Literary apologetics is also not necessarily the study of writings about the Christian faith, although it certainly includes this component. In fact, my husband, Michael and I started our journey into literary apologetics (long before we ever heard the term) by teaching a series on C.S. Lewis' Mere Christianity in our Sunday class. And even before that, Michael taught a series on Pilgrim's Progress, probably the first class ever taught at our church on a work of literature, not a Christian lifestyle book. People were quite intrigued by it. Bear in mind that literary apologetics does not concern the study of the multitude of popular titles (or their ubiquitous cousins, the video series) devoted to the discussion of the Christian life.While these have their place, and may prove somewhat helpful, literary apologetics seeks to involve serious, thoughtful and engaging books which lead us to explore the truths, even the mysteries, of the Christian faith. Here's a list of a few of the books we have discussed in class, and their significance as literary apologetic works.

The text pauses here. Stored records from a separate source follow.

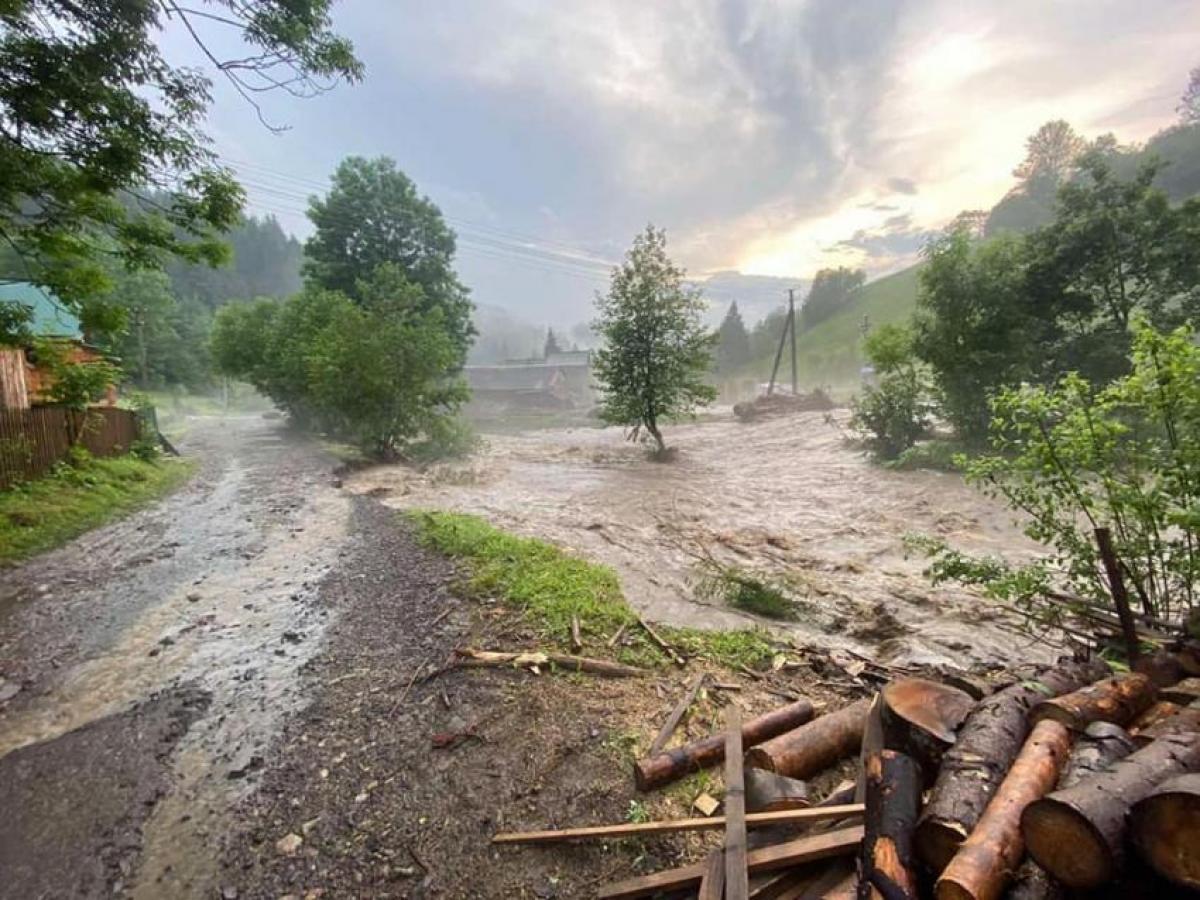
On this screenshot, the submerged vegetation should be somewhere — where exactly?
[0,454,194,565]
[407,510,773,667]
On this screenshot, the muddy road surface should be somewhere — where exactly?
[0,418,352,900]
[348,410,1052,668]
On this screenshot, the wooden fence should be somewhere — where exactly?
[0,407,140,488]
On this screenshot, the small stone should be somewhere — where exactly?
[275,834,304,857]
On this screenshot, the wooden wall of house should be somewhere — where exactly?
[0,347,29,409]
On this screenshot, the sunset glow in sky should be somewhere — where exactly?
[166,0,1200,324]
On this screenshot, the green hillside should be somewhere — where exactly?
[744,265,920,394]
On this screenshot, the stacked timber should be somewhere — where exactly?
[496,658,1200,900]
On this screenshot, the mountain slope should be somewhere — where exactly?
[744,264,920,392]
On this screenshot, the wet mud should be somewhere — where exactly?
[347,410,1050,668]
[0,418,350,899]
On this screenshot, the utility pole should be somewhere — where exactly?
[787,288,800,397]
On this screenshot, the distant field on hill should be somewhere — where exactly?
[745,265,920,394]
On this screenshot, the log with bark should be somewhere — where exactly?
[880,678,976,784]
[1133,650,1188,688]
[1055,722,1138,791]
[1134,703,1200,746]
[935,719,1070,900]
[634,700,812,791]
[1030,672,1158,732]
[1158,678,1200,707]
[858,750,923,900]
[1129,774,1200,892]
[746,700,870,779]
[1021,733,1200,889]
[916,660,1109,874]
[745,768,811,812]
[1129,700,1183,743]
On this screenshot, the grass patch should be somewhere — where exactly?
[0,456,194,565]
[883,438,968,472]
[407,510,772,668]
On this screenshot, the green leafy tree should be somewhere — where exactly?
[1027,151,1200,384]
[716,300,750,373]
[985,119,1087,235]
[1178,66,1200,125]
[307,265,467,458]
[595,226,716,452]
[304,156,474,347]
[0,0,362,338]
[925,319,1200,638]
[800,266,866,328]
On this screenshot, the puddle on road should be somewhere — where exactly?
[348,412,1049,666]
[0,421,350,899]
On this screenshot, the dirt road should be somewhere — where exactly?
[0,418,352,900]
[0,419,748,900]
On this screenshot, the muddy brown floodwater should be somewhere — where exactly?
[347,410,1048,667]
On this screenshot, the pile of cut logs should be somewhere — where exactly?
[496,652,1200,900]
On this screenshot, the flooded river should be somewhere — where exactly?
[348,413,1046,666]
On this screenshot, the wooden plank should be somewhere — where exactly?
[696,850,725,900]
[649,672,708,756]
[596,830,863,900]
[725,703,750,900]
[492,803,863,844]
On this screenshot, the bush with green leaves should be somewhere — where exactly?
[925,319,1200,622]
[212,264,468,460]
[851,325,932,461]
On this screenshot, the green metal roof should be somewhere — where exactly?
[0,281,83,340]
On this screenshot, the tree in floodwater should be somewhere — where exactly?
[595,226,716,454]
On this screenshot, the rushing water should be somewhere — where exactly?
[348,413,1046,666]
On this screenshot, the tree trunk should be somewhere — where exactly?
[1134,703,1200,746]
[880,678,976,784]
[745,768,811,812]
[746,700,871,779]
[1158,678,1200,706]
[1030,673,1157,732]
[634,700,812,791]
[1004,857,1063,900]
[858,750,923,900]
[644,415,667,454]
[1129,774,1200,890]
[917,660,1109,874]
[1021,733,1200,889]
[935,720,1070,900]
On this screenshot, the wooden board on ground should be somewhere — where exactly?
[596,830,863,900]
[725,703,750,900]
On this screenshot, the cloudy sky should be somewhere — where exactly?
[168,0,1200,325]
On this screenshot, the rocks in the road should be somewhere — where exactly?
[275,832,304,857]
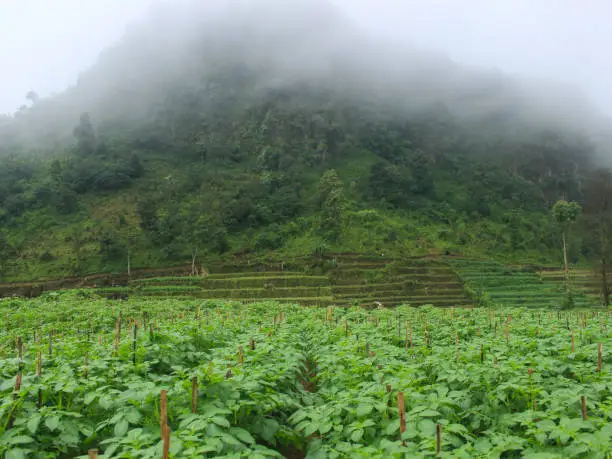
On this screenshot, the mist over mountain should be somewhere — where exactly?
[0,0,612,277]
[2,0,604,156]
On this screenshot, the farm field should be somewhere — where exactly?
[0,292,612,459]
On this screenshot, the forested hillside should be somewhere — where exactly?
[0,2,612,280]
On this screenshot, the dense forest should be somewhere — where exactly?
[0,2,612,280]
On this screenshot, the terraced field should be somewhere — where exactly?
[452,260,597,308]
[538,268,612,304]
[330,260,472,306]
[92,254,472,306]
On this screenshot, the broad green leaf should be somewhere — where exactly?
[9,435,34,445]
[230,427,255,445]
[4,448,27,459]
[351,429,363,442]
[125,409,142,424]
[357,403,374,417]
[45,415,59,431]
[27,414,40,435]
[210,416,230,428]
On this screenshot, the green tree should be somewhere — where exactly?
[0,233,15,279]
[318,169,345,238]
[584,169,612,306]
[73,113,96,156]
[552,200,582,306]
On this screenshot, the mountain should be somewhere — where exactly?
[0,1,611,279]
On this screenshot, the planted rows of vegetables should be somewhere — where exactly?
[0,294,612,459]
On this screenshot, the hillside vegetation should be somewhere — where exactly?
[0,2,612,280]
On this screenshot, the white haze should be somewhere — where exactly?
[0,0,612,114]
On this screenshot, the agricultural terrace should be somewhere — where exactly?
[0,293,612,459]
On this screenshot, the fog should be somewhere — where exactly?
[0,0,612,113]
[0,0,612,162]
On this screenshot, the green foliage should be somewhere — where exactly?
[552,200,582,230]
[74,113,97,156]
[0,298,612,459]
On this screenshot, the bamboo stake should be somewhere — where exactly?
[159,389,168,440]
[36,351,42,408]
[132,321,138,365]
[410,322,414,348]
[455,332,459,363]
[397,392,406,435]
[162,424,170,459]
[191,376,198,413]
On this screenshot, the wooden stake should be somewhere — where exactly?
[36,351,42,408]
[410,322,414,348]
[162,424,170,459]
[132,321,138,365]
[397,392,406,435]
[15,336,23,364]
[455,332,459,363]
[191,376,198,413]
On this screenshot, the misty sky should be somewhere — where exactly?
[0,0,612,115]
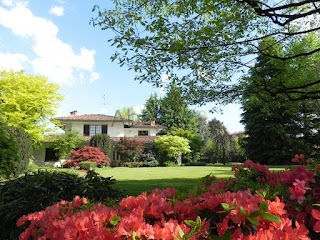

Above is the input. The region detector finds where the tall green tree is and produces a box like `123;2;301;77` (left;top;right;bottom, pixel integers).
204;119;234;163
242;34;320;164
50;131;83;159
160;84;197;132
154;135;191;160
90;133;113;159
92;0;320;103
0;71;62;142
0;122;32;178
169;128;203;162
141;93;161;123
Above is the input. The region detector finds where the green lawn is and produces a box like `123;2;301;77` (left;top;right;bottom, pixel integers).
96;165;233;196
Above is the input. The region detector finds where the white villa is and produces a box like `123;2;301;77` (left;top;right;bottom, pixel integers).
34;111;163;166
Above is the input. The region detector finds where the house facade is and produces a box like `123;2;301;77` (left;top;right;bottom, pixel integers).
34;111;163;166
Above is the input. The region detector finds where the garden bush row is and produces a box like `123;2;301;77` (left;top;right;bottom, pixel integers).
0;170;123;239
17;157;320;240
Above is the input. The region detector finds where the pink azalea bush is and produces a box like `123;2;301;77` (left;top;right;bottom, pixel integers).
17;160;320;240
63;146;110;168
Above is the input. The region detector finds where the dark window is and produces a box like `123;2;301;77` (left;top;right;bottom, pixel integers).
44;148;59;162
102;125;108;134
83;125;90;136
89;125;102;136
83;125;108;136
138;131;149;136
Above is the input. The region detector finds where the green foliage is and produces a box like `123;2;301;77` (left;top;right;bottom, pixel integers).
242;34;320;164
90;133;113;158
69;146;110;167
49;131;83;159
160;84;197;132
8;127;32;177
0;123;19;178
185;161;207;166
204;119;236;163
169;128;203;161
141;93;161;123
155;135;191;159
121;152;159;168
79;161;97;170
0;120;32;178
116;137;144;162
92;0;319;104
0;71;62;143
115;107;138;121
0;171;122;239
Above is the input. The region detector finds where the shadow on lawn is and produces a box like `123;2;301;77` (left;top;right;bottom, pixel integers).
115;174;232;196
115;178;201;196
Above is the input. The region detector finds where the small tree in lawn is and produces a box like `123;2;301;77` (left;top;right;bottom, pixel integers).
51;131;82;159
116;138;144;162
90;133;112;157
155;135;191;164
63;146;110;167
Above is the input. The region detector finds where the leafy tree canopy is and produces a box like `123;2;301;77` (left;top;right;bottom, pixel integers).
242;36;320;164
160;84;198;132
0;71;62;142
91;0;320;106
141;93;161;123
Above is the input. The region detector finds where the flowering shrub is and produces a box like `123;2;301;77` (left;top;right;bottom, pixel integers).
17;160;320;240
63;146;110;168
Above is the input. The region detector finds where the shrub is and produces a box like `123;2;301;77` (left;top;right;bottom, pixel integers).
116;138;144;162
185;161;207;166
17;158;320;240
121;162;143;168
90;133;113;157
0;122;19;178
0;170;122;239
79;161;97;170
143;160;159;167
63;146;110;167
50;131;83;159
0;123;32;178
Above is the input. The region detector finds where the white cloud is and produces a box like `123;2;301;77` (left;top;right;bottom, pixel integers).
0;53;28;71
0;3;99;84
49;6;64;17
1;0;13;6
100;108;108;114
133;105;144;114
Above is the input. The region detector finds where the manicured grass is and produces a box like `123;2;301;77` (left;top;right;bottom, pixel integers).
96;165;233;196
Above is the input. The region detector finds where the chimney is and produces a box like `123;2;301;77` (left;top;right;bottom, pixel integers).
70;110;78;116
150;118;156;126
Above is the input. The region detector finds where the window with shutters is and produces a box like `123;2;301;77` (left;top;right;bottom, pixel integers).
138;131;149;136
83;125;108;136
44;148;59;162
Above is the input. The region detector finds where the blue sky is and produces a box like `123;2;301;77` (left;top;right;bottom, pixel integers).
0;0;243;132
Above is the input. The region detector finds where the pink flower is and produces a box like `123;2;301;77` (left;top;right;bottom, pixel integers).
289;179;310;203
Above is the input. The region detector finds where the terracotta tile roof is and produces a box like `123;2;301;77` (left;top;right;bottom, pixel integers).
54;114;126;121
131;122;162;128
83;136;156;143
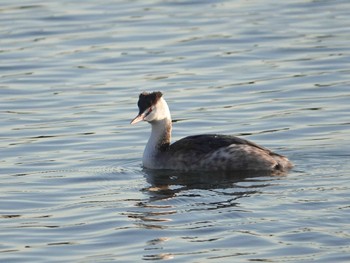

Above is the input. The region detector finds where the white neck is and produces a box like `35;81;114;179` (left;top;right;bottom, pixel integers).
142;98;172;168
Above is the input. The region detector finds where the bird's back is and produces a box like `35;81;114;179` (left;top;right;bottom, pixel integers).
158;134;292;171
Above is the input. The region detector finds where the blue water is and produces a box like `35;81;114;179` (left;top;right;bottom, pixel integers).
0;0;350;262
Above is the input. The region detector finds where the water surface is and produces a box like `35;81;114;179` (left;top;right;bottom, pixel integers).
0;0;350;262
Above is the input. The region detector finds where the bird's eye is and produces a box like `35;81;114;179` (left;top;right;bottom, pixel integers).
145;107;152;117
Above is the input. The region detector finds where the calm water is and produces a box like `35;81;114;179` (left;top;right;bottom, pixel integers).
0;0;350;262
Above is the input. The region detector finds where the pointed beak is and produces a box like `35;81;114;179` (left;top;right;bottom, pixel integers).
130;114;145;124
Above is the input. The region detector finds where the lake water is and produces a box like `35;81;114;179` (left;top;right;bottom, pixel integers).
0;0;350;262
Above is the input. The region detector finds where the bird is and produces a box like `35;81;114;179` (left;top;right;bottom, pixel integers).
130;91;293;172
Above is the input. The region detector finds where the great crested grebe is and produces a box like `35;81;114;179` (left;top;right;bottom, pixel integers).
131;91;293;172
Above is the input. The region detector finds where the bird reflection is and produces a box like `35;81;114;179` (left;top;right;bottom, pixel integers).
143;169;284;202
128;169;283;260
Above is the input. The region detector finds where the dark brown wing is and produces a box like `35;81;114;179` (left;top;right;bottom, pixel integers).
169;134;273;154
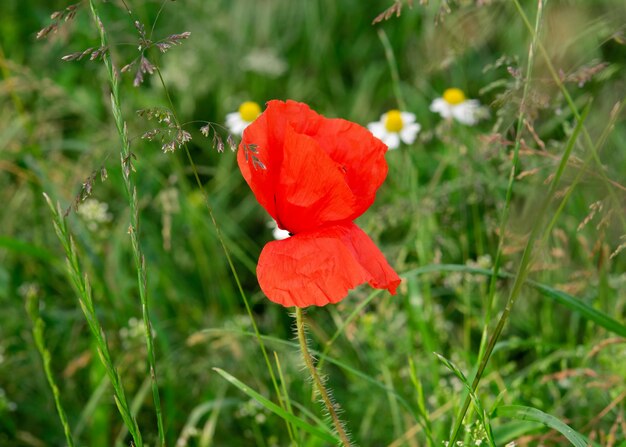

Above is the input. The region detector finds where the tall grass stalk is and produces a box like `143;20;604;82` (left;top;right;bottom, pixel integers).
514;0;626;230
26;292;74;447
147;64;289;425
450;0;544;444
296;307;352;447
378;29;407;112
89;0;165;446
44;193;143;447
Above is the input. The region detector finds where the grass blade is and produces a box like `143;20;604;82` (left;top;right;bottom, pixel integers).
492;405;591;447
213;368;339;445
402;264;626;337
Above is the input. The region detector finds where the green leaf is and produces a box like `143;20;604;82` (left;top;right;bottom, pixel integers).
0;236;55;262
401;264;626;337
492;405;592;447
213;368;339;445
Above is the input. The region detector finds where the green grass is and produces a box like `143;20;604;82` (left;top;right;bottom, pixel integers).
0;0;626;447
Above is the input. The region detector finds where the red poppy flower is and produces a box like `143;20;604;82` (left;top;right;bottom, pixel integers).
237;101;400;307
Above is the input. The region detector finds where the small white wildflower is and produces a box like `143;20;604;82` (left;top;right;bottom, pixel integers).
267;220;291;241
367;110;422;149
430;88;488;126
226;101;261;135
241;48;289;78
78;199;113;231
17;282;39;298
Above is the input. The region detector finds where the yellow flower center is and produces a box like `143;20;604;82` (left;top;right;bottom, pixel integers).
385;110;404;132
443;88;465;106
239;101;261;123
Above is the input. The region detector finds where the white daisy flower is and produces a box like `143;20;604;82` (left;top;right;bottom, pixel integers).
430;88;487;126
226;101;261;135
267;220;291;241
367;110;422;149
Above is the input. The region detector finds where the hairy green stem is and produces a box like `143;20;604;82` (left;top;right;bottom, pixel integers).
89;0;165;446
296;307;350;447
450;0;543;445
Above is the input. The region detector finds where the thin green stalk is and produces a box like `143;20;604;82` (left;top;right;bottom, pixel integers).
541;98;626;243
451;65;591;443
409;357;435;447
44;193;143;447
296;307;351;447
89;0;165;446
378;29;407;112
150;64;286;416
26;292;74;447
450;0;543;444
514;0;626;234
274;351;298;446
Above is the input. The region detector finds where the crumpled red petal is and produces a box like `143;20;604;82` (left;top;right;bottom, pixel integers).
275;127;356;234
257;222;400;307
237;101;387;233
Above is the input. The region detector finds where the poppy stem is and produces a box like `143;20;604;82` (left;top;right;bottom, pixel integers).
296;307;351;447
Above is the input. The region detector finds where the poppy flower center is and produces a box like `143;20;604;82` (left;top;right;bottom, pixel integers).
443;88;465;106
385;110;404;132
239;101;261;123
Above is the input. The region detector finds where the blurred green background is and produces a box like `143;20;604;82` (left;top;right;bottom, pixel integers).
0;0;626;446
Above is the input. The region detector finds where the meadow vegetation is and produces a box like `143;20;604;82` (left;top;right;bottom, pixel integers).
0;0;626;447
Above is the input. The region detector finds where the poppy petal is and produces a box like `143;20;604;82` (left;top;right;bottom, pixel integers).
313;118;387;219
237;100;387;228
237;100;322;220
257;222;400;307
275;127;355;234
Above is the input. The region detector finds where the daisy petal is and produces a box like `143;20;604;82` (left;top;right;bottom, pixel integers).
452;99;480;126
400;123;422;144
257;222;400;307
430;98;452;118
400;112;415;126
383;132;400;149
367;121;387;140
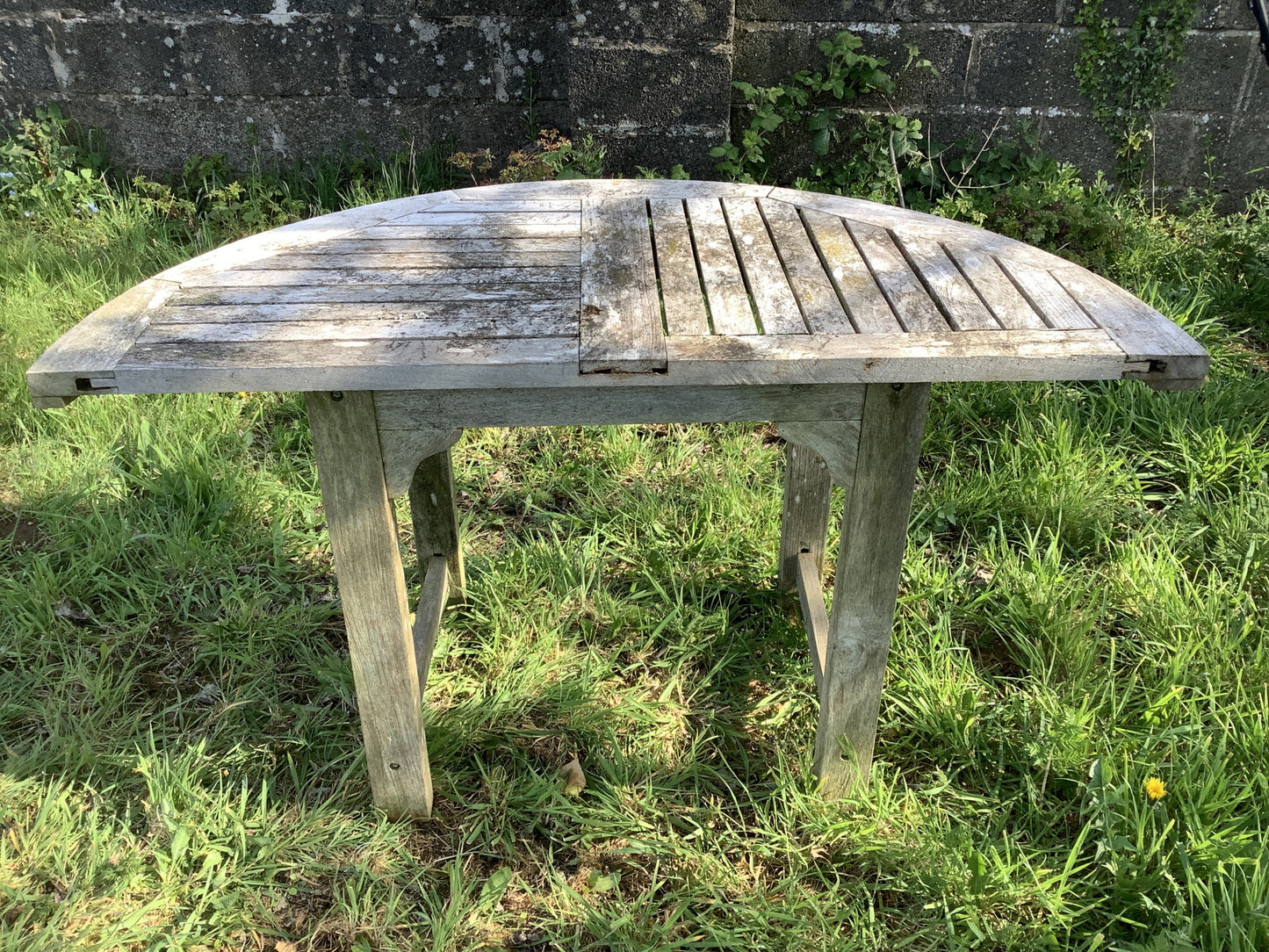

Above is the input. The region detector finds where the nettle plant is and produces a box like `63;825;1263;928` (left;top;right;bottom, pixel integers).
0;105;111;219
1075;0;1194;191
710;31;938;205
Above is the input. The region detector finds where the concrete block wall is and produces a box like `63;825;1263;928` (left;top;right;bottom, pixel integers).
0;0;1269;194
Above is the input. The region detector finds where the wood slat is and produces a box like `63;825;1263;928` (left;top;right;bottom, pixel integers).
165;280;581;308
802;208;904;334
996;257;1096;330
137;311;577;344
687;198;761;334
1052;265;1211;381
26;278;177;407
943;242;1049;330
758;198;854;334
321;234;581;259
240;250;581;273
374;383;863;431
150;299;577;334
797;552;829;689
383;205;581;228
428;198;581;214
648;198;710;336
900;236;1000;330
357;221;581;242
847;219;948;331
183;264;581;288
667;330;1124;383
722;198;807;334
577;198;665;373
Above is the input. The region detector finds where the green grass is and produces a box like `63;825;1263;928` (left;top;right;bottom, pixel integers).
0;175;1269;952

- Pilgrim's Progress: (Bunyan, 1678) This is the classic, definitive work on Christianity as a journey, and probably one of the first to deal with Christian worldview, as Pilgrim encounters situations along the way when he must choose to live out his faith. It is also a wonderful source of encouragement when dealing with the ups and downs of the Christian life.
- Paradise Lost: (Milton, 1667) This book contains classic descriptions of the spiritual universe of angels and demons. Though clearly a work of Milton's incredible imagination, it helps us to see the power and significance of that world, to which we most often turn a blind eye. Milton's evaluation of original sin is truly masterful and gives us insight into its pervasive influence. An interesting sidelight in the book is the many references to the scientific thought of his day, teaching us to be well-rounded in our interests.
- Divine Comedy: (Dante,1321) This book is much more that the Inferno section, which is taught today basically as horror genre. (Although I must admit it is fun to rank the frustrating events of the day according to their corresponding circle of hell!) I especially enjoyed the Pugatorio section because I saw in it so many parallels to our earthy journey. I also discovered the wonderful music highlighted by Dante at the end of each section and downloaded several pieces on I-tunes!
- Pensees: (Pascal, 1669) Pascal's brilliant and succinct insights into the timeless and universal condition of mankind are unequaled. His "all things considered" approach takes in reason and relationships, wretchedness and diversion, sin and salvation. Throughout, his devotion to Christ stands out as a shining beacon for his life and ours.